The Darkside Detective is probably one of the most middle of the road sort of adventure games you’ll ever play – at first. The idea is you play as one Detective McQueen, a paranormal investigator who deals with the spooky stuff in the town of Twin Lakes, helped by his dimwitted sidekick Officer Dooley. Shenanigans ensue, and you learn more about the characters as you go from case to case, like McQueen constantly being undervalued by the higher ups. It’s not much at first, but the longer the game goes on, the more it adds to its world, the character dynamics, and the supernatural ideas explored.
The early episodes are mainly short gag collections, which are impressively funny just for how compact these chapters are. Comedy games tend to have a pacing issue, where you have to actively look for the jokes and may not get punchlines worth the time investment. The Darkside Detective mainly works in basic puns and nonsensical absurdity, and those styles of humor work well with fast pacing. It’s quite charming, even with the extremely generic sprite art design, what with every character looking like a generic stick figure indie hero man, thanks mainly to Gabe McCabe’s peppy dialog.

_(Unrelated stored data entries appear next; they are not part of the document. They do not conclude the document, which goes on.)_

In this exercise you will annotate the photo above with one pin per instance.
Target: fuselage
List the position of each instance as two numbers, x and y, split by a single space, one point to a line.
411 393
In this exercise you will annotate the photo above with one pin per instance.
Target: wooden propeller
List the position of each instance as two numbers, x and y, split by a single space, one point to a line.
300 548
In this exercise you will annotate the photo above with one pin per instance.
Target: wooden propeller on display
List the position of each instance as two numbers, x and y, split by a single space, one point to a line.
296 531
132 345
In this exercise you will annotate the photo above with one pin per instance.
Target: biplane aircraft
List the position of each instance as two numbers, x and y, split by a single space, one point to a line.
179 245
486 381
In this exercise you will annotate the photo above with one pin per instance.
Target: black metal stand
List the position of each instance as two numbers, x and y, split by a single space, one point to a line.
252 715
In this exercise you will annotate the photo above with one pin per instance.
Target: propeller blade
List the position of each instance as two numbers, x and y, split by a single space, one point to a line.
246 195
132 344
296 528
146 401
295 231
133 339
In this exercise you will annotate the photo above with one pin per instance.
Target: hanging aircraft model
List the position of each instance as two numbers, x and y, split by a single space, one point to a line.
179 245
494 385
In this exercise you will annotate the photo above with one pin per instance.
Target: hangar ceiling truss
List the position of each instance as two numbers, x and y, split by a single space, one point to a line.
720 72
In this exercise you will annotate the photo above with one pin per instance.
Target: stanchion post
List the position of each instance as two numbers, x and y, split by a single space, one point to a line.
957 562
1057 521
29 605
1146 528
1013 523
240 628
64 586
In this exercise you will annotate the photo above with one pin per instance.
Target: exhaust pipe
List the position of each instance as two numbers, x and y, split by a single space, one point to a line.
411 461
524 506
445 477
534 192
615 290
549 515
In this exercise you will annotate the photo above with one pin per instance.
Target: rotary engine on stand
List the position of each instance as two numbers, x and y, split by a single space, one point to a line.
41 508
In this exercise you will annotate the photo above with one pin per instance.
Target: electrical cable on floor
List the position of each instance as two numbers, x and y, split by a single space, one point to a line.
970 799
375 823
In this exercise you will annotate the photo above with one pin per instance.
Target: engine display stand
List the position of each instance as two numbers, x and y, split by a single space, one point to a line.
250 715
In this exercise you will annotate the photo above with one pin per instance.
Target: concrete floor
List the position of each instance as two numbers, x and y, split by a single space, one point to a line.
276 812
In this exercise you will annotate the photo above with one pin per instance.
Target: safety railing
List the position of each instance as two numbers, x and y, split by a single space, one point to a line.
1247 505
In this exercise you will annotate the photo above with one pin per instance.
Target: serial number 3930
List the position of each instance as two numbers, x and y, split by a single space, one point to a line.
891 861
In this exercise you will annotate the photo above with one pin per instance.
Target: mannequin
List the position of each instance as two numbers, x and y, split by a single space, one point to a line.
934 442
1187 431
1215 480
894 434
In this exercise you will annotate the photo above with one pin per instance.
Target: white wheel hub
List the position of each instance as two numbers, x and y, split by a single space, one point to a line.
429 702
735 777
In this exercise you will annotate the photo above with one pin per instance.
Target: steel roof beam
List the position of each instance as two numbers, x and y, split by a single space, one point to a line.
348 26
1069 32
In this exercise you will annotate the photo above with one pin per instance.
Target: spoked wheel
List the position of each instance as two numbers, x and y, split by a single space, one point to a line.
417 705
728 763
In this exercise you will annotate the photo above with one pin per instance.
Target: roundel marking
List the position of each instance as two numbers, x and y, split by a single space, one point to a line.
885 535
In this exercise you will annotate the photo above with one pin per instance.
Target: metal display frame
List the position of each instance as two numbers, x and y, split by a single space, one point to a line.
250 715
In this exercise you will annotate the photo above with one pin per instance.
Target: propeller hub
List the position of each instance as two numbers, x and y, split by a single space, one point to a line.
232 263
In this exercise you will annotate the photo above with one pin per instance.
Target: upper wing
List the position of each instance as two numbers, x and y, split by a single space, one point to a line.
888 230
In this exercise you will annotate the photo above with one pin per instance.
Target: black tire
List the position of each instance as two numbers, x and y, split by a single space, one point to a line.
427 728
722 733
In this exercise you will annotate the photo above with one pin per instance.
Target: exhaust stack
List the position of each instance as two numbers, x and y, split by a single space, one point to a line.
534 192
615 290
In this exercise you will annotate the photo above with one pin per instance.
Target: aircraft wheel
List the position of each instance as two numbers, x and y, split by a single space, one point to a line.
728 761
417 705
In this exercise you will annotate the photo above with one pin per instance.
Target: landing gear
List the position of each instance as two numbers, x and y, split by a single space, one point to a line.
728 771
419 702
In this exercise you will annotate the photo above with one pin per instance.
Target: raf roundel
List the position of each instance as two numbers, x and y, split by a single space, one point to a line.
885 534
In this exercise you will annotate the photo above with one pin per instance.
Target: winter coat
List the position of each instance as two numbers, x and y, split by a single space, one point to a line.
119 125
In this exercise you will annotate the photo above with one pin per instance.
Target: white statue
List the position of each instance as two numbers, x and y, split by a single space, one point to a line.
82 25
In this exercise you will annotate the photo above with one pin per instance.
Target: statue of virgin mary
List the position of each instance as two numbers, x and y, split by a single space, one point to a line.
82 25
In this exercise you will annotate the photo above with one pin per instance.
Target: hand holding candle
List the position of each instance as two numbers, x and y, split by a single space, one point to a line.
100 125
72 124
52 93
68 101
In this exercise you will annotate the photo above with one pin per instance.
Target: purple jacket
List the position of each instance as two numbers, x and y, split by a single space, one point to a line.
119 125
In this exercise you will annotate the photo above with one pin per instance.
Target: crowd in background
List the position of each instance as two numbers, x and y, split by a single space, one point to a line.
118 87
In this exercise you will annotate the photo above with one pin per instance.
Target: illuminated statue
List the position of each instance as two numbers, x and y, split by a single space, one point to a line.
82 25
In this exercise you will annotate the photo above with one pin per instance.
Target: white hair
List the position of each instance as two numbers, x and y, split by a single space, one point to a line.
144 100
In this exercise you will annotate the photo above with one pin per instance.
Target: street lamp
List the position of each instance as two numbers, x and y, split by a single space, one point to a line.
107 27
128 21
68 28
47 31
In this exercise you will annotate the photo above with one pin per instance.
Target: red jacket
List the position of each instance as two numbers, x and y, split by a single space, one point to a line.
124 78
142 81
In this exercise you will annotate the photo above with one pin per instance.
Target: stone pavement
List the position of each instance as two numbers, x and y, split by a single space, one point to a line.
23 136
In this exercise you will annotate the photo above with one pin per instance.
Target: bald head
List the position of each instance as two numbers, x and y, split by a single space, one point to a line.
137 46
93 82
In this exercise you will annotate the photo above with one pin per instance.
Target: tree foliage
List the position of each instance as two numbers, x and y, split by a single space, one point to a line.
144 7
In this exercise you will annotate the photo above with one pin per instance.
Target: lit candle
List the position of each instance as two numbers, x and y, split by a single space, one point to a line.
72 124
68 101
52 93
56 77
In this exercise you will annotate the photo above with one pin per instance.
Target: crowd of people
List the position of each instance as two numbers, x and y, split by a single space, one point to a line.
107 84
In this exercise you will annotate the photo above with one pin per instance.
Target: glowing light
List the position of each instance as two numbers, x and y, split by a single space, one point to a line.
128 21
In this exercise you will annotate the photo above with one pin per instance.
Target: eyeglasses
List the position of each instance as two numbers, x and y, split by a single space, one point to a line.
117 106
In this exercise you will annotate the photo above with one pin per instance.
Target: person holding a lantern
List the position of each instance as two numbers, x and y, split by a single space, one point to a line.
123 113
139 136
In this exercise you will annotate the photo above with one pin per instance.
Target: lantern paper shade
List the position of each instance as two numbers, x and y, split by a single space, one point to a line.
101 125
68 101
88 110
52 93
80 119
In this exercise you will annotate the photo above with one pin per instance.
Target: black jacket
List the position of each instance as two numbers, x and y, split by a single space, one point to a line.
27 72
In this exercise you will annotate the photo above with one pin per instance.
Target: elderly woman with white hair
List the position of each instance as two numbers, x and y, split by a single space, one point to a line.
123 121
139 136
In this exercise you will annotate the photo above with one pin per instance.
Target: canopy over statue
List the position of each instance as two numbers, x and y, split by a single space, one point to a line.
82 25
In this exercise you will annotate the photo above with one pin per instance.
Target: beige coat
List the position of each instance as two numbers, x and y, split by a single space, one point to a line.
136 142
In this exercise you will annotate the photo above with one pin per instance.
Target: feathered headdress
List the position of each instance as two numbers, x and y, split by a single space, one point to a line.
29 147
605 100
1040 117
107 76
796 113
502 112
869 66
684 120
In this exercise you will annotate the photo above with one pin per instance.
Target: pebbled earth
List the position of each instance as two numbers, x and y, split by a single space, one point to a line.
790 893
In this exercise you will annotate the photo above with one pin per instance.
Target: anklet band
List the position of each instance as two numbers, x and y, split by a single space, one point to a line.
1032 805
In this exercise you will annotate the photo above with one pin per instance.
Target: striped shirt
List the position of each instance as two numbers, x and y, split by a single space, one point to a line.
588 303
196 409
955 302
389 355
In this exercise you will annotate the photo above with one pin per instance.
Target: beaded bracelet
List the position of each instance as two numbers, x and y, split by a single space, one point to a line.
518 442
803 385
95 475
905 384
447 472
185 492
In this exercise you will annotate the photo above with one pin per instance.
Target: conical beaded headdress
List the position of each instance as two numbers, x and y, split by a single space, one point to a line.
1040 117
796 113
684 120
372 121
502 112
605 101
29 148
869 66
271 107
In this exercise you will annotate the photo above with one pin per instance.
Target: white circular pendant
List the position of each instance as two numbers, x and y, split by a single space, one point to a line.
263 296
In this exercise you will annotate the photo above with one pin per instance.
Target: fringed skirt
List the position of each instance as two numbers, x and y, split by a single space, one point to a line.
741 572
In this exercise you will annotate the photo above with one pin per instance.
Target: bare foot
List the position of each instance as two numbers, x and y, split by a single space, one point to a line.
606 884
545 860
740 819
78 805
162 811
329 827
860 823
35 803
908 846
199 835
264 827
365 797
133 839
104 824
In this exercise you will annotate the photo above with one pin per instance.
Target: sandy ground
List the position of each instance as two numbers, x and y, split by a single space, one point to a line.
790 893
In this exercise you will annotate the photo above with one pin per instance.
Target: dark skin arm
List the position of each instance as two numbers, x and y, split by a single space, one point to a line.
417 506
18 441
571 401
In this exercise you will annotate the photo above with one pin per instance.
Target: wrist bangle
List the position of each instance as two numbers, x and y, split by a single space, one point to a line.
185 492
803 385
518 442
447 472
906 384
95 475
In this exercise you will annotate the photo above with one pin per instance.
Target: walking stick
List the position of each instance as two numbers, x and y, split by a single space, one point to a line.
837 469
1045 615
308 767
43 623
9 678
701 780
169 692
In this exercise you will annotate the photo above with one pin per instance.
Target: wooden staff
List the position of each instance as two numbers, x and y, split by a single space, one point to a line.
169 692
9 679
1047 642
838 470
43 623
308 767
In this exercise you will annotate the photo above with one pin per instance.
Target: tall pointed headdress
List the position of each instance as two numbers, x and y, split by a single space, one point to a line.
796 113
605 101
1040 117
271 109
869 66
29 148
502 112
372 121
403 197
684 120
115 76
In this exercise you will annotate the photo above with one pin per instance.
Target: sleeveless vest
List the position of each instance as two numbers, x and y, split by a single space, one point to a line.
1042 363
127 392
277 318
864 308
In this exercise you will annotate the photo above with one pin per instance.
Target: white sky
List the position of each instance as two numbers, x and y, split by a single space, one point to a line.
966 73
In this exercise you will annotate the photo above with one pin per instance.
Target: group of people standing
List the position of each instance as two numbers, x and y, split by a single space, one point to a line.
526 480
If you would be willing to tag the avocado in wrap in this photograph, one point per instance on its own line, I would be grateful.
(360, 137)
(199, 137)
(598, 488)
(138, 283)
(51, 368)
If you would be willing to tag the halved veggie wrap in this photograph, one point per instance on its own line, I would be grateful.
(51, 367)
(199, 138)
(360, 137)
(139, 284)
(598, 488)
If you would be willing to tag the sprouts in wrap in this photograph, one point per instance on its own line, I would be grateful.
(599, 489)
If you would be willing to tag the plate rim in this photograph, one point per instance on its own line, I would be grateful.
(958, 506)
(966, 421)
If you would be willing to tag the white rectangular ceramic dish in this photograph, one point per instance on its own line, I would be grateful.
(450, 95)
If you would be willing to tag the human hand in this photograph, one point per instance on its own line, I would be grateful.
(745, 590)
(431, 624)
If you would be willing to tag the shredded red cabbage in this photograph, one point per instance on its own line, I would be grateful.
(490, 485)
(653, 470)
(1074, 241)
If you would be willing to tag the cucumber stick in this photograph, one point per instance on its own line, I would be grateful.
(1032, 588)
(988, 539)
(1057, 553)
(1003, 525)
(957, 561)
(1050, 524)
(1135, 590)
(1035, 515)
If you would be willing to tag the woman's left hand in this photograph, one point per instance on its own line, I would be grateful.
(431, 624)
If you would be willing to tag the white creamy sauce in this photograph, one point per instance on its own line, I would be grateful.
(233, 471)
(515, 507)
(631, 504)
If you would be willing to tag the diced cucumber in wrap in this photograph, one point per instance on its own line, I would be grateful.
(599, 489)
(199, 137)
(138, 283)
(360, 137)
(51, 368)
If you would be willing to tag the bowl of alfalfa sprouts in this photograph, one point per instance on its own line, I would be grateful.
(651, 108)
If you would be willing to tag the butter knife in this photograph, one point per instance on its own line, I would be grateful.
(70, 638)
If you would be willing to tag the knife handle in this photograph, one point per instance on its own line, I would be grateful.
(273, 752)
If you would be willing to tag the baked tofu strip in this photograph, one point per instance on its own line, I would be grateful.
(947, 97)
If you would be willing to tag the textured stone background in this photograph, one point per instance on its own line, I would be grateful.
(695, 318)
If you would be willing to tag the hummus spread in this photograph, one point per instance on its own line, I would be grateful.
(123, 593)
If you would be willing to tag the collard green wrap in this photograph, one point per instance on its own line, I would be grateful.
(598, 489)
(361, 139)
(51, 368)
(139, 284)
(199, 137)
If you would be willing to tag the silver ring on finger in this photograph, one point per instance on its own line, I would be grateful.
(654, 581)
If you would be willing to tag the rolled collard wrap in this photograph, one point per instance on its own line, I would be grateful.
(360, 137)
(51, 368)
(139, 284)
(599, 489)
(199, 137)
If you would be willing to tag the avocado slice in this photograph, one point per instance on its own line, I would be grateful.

What makes Darkside Detective something worth investing in as a franchise, with a second game currently in development thanks to Kickstarter, is those later episodes. They become longer and more complex in their design, which does weaken the pacing of jokes, but they make up for it with stronger character dynamics. McQueen and Dooley grow a fun back and forth that makes them feel like equals, and the supporting cast gets used in a lot more fun ways, especially in the case where the duo have to save Christmas. Some puzzles are a bit much at times, relying on trying a ton of different options until you manage to break through out of sheer frustration, but the episodes are still relatively on the short side to keep it from being a game killer.
The growing personality and new ideas at play, like the politics of the darkside dimension, create a genuine world, and the amusing little gag game becomes a proper adventure with characters you want to see more of. You can see the team learning the further they go with the later added episodes, and it makes the promise of that sequel game all the more exciting. If you want a great point and click that will leave a smile on your face (assuming you can handle a few annoying item puzzles here and there), you’ll find something very much worth investing in here.